A few Saturdays ago, IST Club members Tom Miller, Luke Andrukitis, Sklyer Santiago and Bailey Rumsford spent a few hours volunteering at the One Hot Meal program at the St. Stanislaus Cathedral Youth Center in South Scranton.

Started more than a decade ago, One Hot Meal takes place the first Saturday of every month and is open to any person in need of a meal, fellowship or both. The program has grown over time to include a food pantry that’s affiliated with the Weinberg Northeast Regional Food Bank.

“The volunteers are very passionate about our mission and our goals, and it truly means a lot to us when new people want to be a part of our program,” said Carol Nasser, the program’s coordinator.

Fred Aebli, IST lecturer and program co-coordinator, has been a One Hot Meal volunteer for many years and thought it would be a great service opportunity for the club.

He first broached the idea with club members back in the fall, but busy schedules made it difficult to coordinate. Finally, Miller, Andrukitis, Santiago and Rumsford were able to come out to the program’s April meal.

Aebli and the students arrived early at St. Stanislaus to set up tables and place settings. From there, they moved into the kitchen to assist with a number of chores, from moving equipment to opening cans to packing 50-plus takeout containers with the day’s meal – ham, green beans, potatoes, sweet potatoes and a cookie.

“We were then allowed to have them help out on the food line, where they got to meet and interact with the visitors,” Aebli said. 

For Miller, it was a deeply fulfilling experience.

“It was very rewarding to help out people who need it,” he said. “And the fact that we were there and showed that we cared I think meant a lot, not only to those receiving the food but also those who were volunteering as well. I would love to continue helping out with it because it was a very positive experience and a good time.”

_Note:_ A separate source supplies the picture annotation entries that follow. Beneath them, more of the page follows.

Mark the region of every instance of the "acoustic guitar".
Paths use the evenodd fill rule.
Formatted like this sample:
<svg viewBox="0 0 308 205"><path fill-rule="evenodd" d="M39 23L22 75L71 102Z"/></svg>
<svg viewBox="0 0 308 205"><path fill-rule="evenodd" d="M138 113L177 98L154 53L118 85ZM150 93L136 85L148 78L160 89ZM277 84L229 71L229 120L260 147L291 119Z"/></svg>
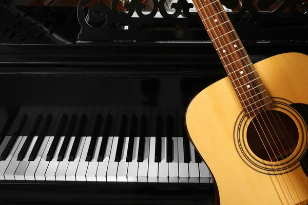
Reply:
<svg viewBox="0 0 308 205"><path fill-rule="evenodd" d="M308 56L253 64L220 2L193 2L227 74L196 96L185 117L220 204L308 204Z"/></svg>

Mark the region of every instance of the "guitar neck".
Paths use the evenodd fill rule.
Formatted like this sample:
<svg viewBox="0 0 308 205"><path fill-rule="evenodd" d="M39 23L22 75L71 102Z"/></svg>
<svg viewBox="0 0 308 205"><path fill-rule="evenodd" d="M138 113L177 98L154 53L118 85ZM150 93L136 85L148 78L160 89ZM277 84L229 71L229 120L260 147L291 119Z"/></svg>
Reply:
<svg viewBox="0 0 308 205"><path fill-rule="evenodd" d="M273 107L270 95L219 0L193 0L246 113Z"/></svg>

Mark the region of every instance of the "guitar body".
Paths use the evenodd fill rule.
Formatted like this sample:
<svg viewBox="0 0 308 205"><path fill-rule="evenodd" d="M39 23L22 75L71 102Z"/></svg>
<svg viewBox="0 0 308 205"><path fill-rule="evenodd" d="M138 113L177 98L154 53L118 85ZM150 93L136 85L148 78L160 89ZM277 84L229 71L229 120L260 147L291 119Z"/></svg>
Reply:
<svg viewBox="0 0 308 205"><path fill-rule="evenodd" d="M307 66L308 56L296 53L255 64L272 97L273 112L282 113L282 118L287 115L293 122L282 119L285 126L292 124L297 130L295 150L281 160L264 160L260 156L266 154L252 148L253 139L247 134L252 119L243 112L227 77L203 90L190 102L186 130L215 178L221 204L308 203L308 177L303 171L308 167L300 162L307 150L307 125L290 106L308 105Z"/></svg>

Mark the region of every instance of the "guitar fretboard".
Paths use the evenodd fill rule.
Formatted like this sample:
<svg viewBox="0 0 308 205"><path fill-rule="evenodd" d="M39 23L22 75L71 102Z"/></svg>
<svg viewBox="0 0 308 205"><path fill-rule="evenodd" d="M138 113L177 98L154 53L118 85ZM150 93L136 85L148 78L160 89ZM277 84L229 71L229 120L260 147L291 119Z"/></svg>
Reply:
<svg viewBox="0 0 308 205"><path fill-rule="evenodd" d="M246 113L273 107L271 97L219 0L193 0Z"/></svg>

Nasser said she received a lot of positive feedback about the students from the other volunteers.

“The students seemed to fit right in. They were so friendly and polite,” she said. “Their motivation and enthusiasm were very evident, and it was remarkable to see them take the initiative to help out in any way necessary. They are welcome anytime!”

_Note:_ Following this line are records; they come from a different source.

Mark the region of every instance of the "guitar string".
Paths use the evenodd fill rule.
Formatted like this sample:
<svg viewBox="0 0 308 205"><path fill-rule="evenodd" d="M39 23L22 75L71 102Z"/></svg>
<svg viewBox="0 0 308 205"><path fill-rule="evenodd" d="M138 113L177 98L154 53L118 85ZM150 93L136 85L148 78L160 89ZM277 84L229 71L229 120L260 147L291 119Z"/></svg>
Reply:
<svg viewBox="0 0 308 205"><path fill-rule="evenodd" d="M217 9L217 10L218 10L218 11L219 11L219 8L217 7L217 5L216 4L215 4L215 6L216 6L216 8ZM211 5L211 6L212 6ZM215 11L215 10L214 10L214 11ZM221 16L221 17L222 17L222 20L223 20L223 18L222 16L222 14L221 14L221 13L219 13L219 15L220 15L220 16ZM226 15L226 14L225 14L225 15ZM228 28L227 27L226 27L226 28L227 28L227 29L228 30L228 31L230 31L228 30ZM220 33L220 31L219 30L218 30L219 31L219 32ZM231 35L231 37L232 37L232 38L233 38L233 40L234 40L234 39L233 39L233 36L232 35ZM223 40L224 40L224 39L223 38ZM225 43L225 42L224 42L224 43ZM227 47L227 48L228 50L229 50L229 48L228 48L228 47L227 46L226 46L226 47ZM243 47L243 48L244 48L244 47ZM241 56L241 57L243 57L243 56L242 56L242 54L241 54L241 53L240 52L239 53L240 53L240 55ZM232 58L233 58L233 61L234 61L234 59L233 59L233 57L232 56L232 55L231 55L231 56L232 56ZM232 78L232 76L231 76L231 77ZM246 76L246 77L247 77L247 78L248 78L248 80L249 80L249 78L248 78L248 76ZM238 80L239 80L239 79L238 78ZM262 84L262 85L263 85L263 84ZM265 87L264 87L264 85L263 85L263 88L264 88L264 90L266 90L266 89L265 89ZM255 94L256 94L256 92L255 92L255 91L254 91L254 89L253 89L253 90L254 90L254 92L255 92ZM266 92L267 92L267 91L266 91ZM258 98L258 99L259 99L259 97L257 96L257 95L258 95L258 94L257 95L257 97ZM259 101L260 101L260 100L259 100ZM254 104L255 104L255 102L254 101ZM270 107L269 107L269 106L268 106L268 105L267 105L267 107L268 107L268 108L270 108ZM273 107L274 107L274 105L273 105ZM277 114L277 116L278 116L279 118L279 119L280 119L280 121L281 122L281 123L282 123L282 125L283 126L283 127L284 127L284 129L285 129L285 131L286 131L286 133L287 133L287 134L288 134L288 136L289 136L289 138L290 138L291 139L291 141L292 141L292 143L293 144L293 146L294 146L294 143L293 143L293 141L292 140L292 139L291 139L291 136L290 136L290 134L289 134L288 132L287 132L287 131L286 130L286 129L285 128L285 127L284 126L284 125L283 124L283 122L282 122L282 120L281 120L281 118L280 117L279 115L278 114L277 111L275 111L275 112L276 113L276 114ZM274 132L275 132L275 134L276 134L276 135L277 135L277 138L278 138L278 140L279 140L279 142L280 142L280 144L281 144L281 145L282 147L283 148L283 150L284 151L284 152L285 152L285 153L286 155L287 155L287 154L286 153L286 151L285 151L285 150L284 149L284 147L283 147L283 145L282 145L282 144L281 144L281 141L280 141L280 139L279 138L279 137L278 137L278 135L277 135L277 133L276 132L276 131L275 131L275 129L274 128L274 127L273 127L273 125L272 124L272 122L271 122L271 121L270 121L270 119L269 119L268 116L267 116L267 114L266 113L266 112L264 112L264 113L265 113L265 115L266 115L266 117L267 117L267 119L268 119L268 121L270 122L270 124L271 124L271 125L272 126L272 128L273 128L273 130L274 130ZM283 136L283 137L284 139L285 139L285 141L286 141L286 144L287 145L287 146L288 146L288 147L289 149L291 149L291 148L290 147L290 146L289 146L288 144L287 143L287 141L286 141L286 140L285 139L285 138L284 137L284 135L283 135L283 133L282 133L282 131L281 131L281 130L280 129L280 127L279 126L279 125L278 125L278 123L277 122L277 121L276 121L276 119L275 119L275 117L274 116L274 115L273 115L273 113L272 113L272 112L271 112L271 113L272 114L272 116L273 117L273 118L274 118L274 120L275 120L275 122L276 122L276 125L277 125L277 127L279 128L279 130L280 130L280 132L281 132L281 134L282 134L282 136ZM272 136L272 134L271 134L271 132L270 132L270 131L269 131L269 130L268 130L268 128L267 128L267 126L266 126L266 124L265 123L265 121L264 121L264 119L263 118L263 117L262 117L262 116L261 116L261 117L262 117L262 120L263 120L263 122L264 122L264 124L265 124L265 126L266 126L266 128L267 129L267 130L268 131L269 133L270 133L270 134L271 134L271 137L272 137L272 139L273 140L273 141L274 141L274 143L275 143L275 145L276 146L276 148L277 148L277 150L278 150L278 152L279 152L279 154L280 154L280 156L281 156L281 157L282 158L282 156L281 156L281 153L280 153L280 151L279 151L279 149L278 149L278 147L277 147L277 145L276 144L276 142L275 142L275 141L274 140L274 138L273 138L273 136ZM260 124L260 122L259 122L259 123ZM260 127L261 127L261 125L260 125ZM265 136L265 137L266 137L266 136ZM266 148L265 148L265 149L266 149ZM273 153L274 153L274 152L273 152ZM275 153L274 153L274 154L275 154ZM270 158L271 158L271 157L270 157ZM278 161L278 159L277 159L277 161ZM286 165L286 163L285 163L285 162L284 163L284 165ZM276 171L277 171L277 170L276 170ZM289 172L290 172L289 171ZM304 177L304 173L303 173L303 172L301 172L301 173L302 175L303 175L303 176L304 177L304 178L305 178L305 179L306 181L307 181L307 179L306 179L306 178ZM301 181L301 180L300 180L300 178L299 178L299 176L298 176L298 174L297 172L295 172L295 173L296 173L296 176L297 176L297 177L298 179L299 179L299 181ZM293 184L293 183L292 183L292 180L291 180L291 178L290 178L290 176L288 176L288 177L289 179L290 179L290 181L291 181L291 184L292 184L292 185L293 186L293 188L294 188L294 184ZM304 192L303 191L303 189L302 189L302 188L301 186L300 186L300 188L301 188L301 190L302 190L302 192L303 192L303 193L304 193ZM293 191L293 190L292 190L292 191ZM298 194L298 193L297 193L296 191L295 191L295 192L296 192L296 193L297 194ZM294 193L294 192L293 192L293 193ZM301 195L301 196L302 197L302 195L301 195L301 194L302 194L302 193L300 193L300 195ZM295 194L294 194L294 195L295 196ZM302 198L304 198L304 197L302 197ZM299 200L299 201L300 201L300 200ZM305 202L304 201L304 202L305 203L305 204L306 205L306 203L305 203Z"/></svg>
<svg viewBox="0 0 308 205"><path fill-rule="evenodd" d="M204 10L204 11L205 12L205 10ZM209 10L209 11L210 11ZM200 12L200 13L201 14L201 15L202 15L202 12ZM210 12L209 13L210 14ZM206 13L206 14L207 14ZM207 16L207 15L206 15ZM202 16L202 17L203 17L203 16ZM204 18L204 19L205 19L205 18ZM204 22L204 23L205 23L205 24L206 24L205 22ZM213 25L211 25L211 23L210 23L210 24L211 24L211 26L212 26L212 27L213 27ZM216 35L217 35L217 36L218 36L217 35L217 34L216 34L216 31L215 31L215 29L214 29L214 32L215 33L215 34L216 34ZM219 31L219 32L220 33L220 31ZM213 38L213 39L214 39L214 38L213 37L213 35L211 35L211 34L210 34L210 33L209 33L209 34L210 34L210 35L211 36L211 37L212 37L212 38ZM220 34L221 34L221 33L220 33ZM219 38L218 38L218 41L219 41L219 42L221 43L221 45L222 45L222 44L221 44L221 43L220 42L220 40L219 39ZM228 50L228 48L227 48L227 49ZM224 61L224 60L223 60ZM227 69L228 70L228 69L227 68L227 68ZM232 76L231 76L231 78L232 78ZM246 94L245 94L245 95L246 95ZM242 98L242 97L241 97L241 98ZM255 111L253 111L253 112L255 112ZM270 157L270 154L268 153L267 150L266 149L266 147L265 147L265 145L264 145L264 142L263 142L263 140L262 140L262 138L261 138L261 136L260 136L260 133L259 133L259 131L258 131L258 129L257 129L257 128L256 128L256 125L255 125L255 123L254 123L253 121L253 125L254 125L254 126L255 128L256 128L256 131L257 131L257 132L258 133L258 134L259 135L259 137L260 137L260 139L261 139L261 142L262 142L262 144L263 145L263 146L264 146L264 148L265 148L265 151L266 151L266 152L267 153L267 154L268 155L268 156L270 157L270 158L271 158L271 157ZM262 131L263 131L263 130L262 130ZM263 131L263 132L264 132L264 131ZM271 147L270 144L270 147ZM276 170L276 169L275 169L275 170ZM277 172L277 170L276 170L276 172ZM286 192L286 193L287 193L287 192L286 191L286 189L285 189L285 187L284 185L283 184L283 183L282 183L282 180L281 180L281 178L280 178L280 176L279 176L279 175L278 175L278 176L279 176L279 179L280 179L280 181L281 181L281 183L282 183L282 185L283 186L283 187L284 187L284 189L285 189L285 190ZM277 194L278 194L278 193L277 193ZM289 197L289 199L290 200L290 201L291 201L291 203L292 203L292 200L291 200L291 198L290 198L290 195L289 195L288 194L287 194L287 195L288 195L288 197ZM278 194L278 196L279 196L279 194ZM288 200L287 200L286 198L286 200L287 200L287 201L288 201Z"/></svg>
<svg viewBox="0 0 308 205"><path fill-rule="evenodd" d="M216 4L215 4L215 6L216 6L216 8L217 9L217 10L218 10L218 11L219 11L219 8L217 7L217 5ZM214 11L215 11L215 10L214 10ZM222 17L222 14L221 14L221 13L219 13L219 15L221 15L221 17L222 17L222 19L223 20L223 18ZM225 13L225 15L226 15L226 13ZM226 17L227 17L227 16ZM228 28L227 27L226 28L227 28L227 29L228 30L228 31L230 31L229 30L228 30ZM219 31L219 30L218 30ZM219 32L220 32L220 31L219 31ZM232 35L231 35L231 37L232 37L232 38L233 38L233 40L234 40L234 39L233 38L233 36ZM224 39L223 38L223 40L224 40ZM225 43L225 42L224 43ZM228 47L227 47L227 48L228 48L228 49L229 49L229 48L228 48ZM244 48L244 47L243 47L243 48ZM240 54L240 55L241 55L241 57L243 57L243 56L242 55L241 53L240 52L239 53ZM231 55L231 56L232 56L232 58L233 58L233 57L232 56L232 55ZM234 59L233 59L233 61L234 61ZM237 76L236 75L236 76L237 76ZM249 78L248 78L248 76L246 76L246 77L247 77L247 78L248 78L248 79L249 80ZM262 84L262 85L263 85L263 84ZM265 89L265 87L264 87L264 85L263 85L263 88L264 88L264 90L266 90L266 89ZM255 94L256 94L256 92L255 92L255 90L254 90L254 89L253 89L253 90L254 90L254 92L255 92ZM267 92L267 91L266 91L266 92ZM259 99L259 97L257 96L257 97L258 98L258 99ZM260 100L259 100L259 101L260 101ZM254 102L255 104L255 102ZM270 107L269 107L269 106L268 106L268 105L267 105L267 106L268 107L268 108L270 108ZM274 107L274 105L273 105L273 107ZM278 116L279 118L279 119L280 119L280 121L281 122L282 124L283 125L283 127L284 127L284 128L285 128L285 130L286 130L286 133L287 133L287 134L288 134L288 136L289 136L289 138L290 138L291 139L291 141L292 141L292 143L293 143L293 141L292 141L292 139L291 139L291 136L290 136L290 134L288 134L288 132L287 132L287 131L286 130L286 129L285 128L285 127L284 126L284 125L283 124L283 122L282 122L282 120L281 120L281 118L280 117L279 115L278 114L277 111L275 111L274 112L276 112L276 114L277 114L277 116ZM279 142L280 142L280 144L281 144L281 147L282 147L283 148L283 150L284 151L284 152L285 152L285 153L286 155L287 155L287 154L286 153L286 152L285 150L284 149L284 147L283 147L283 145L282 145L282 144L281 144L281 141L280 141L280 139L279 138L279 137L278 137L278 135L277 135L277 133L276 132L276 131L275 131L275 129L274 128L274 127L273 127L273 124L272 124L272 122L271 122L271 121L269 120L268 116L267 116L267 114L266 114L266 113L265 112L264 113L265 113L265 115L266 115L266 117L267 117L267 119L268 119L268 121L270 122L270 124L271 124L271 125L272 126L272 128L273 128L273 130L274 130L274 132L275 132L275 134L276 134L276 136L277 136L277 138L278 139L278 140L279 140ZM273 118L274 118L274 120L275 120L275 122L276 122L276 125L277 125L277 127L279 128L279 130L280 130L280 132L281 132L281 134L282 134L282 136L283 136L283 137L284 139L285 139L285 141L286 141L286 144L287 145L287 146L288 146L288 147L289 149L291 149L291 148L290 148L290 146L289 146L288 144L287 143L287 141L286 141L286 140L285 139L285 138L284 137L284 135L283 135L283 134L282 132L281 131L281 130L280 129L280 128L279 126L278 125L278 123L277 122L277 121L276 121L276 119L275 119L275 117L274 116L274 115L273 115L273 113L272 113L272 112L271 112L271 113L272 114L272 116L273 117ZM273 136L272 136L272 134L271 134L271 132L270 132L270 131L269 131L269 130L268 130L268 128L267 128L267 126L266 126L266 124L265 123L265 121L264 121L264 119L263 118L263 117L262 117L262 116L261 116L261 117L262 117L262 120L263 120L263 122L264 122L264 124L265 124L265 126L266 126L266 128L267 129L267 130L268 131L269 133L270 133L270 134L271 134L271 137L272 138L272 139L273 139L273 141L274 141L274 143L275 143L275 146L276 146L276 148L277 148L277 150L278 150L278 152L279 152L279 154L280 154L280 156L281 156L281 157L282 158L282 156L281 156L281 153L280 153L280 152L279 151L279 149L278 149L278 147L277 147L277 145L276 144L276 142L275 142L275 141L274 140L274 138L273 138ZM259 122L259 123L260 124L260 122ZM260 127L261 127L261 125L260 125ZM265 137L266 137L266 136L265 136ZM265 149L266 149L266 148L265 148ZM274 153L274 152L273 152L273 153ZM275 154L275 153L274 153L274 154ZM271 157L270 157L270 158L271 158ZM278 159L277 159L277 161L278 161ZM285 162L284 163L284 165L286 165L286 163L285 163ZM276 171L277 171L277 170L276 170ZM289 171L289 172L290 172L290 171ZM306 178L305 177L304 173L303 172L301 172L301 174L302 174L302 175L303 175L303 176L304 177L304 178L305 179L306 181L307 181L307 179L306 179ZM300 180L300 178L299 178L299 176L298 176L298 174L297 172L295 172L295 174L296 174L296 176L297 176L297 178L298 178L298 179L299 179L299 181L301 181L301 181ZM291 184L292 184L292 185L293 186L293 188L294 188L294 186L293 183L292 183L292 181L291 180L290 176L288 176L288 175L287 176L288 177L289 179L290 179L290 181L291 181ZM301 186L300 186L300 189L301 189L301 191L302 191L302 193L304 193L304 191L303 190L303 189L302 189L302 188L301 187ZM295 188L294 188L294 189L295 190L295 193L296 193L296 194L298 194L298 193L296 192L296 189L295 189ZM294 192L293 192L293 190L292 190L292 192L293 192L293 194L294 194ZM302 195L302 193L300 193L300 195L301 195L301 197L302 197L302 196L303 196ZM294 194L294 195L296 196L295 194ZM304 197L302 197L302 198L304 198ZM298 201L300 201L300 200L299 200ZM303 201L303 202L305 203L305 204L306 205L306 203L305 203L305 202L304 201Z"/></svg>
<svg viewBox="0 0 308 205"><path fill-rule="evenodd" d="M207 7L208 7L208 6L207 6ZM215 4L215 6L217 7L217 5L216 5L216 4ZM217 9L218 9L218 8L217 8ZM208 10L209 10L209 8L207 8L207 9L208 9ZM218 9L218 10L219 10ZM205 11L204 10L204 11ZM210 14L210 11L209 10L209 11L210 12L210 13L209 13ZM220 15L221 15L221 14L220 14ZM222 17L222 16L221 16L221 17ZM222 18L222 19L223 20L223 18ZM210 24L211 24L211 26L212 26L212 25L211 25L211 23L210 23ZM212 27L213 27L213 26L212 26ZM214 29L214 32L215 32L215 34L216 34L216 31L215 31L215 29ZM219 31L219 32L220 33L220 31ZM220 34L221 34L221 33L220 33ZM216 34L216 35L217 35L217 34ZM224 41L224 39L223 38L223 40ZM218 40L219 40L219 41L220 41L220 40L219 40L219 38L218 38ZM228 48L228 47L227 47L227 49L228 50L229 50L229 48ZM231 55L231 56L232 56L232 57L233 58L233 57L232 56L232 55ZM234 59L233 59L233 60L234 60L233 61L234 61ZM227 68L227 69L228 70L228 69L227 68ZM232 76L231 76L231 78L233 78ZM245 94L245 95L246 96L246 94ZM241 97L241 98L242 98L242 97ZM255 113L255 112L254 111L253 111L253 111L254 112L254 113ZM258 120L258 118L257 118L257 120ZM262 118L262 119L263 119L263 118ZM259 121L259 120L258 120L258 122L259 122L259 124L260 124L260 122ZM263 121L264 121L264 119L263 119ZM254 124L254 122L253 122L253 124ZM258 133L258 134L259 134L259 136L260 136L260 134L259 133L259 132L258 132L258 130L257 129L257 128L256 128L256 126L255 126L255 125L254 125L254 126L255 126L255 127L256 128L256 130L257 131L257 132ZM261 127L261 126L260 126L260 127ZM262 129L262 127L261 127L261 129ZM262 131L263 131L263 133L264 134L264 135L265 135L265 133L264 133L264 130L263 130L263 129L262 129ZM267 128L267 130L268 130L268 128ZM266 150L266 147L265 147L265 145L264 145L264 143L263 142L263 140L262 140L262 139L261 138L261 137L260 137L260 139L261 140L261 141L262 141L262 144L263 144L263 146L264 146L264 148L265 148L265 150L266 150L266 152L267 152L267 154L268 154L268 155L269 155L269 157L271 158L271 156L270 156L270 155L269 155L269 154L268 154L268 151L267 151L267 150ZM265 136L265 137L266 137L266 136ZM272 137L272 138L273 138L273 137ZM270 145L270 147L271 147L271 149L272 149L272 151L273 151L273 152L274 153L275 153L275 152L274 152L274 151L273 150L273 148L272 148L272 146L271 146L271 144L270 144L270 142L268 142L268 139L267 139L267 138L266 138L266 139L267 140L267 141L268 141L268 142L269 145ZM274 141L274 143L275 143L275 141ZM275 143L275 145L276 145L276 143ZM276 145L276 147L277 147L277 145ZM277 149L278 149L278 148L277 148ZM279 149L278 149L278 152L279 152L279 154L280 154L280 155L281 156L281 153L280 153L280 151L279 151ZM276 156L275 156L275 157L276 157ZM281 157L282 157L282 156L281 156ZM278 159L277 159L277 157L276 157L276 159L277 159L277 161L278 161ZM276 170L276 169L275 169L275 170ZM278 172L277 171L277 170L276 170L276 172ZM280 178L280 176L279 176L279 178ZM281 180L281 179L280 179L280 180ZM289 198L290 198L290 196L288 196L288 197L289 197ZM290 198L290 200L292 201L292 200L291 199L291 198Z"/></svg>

Aebli said he’s committed to having the club members return to One Hot Meal in the fall. In his view, it’s extremely important to expose them to these types of experiences, because they’ll in turn become more caring and compassionate adults.

“Too often, we don’t realize how ‘close this is’ to us.  We drive through neighborhoods and downtown areas not realizing we are among those who have been tossed a curve ball in life,” Aebli said.

“The one thing they learned was that these are not ‘bums,’ but people much like them. Some were injured and lost a job, some simply alone, and others who lost their way along with their family. Everyone needs help, and just maybe we lend that helping hand to that person and they then turn around and do the same. Then it keeps paying forward.”